In the present case, the tumor measured 2.4 cm, slightly above the 2 cm threshold, placing it in the uncertain malignant potential category on size alone. However, no other high-risk features were present, including mitoses, cytologic atypia, or necrosis, and the Ki-67 index was low. These findings indicate a very low risk of malignant behavior and highlight that tumor size alone should not be used to classify a glomus tumor as high risk. No standardized surveillance guidelines exist for gastric glomus tumors after complete resection. Because recurrence is uncommon with negative margins, follow-up practices vary in the literature. In our case, given the tumor size exceeding 2 cm, we took a cautious approach with contrast-enhanced CT of the abdomen at 6, 12, and 24 months, followed by an annual clinical assessment for up to 5 years. At 18 months of follow-up, there has been no evidence of recurrence or metastasis. Clinical follow-up alone may be sufficient in tumors that fully meet low-risk criteria.
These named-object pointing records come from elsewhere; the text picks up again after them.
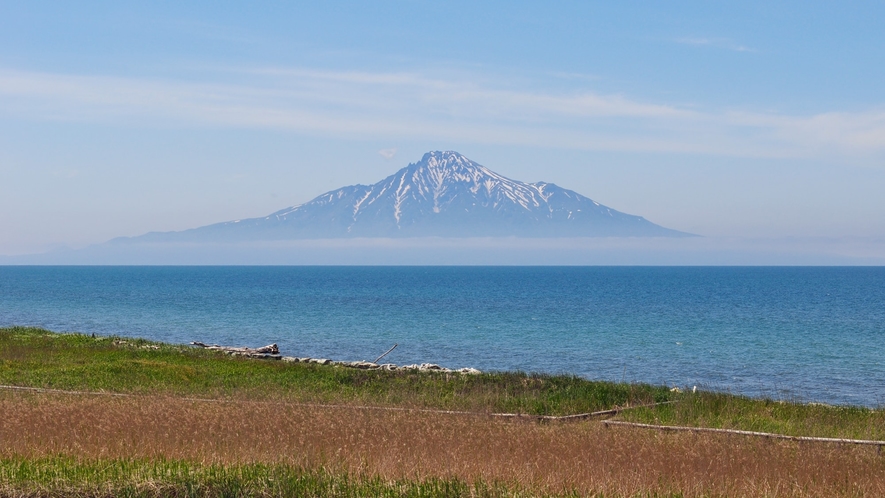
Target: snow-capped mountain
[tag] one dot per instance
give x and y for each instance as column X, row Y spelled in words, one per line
column 443, row 194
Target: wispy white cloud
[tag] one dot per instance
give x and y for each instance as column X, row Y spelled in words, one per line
column 723, row 43
column 387, row 153
column 397, row 105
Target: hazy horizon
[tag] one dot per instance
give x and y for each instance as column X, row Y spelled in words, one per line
column 760, row 127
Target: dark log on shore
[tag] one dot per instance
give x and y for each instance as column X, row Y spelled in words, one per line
column 271, row 351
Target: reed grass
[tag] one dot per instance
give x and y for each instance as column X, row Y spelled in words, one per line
column 256, row 430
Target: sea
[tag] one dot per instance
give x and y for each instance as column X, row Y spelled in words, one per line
column 808, row 334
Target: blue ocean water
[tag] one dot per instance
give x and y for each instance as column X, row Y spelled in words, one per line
column 810, row 334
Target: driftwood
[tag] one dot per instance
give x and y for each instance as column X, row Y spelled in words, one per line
column 270, row 351
column 385, row 353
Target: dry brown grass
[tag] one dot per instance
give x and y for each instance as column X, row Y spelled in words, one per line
column 546, row 457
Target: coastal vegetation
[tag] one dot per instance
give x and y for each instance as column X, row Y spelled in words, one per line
column 111, row 416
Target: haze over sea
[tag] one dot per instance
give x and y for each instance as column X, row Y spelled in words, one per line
column 796, row 333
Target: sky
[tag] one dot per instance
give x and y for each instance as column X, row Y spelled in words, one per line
column 749, row 120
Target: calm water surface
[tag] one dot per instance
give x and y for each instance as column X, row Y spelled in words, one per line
column 789, row 333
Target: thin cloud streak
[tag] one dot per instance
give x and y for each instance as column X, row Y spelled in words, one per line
column 396, row 105
column 723, row 43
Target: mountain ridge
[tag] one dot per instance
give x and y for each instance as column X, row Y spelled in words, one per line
column 444, row 194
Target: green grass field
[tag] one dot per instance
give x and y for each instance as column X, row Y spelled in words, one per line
column 163, row 456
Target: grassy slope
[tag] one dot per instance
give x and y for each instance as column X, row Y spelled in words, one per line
column 38, row 358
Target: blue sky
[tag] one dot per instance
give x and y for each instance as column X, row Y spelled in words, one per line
column 739, row 119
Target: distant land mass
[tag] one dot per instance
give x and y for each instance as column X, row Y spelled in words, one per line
column 445, row 194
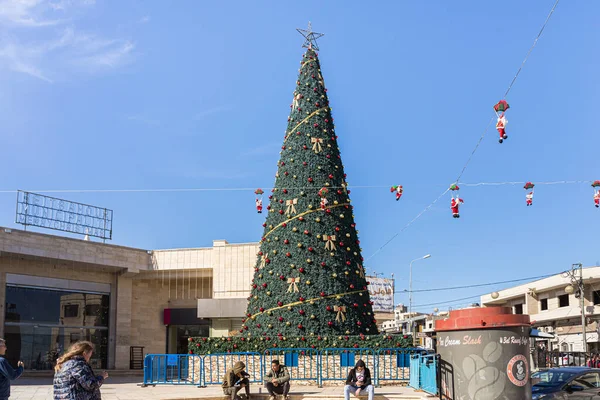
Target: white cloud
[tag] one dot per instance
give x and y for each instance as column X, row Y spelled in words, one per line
column 63, row 49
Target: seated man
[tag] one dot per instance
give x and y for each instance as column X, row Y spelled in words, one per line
column 359, row 381
column 277, row 380
column 235, row 379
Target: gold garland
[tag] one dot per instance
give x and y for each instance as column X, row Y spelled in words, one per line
column 305, row 301
column 301, row 215
column 307, row 62
column 304, row 120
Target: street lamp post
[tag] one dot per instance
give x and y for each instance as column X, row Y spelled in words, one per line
column 410, row 295
column 577, row 287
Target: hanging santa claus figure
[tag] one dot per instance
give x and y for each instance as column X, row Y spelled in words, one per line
column 259, row 206
column 529, row 198
column 501, row 107
column 454, row 205
column 398, row 189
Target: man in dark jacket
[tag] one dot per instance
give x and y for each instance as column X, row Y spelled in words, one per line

Gastric glomangioma should be part of the differential diagnosis for any submucosal gastric tumor. Accurate preoperative diagnosis can be made using EUS with core biopsy and an IHC panel that includes GGT-specific markers. The surgical approach should be individualized for each patient: wedge resection should be the preferred approach, while distal gastrectomy may be required for peri-pancreatic tumors or cases with diagnostic uncertainty. The prognosis following complete resection is excellent.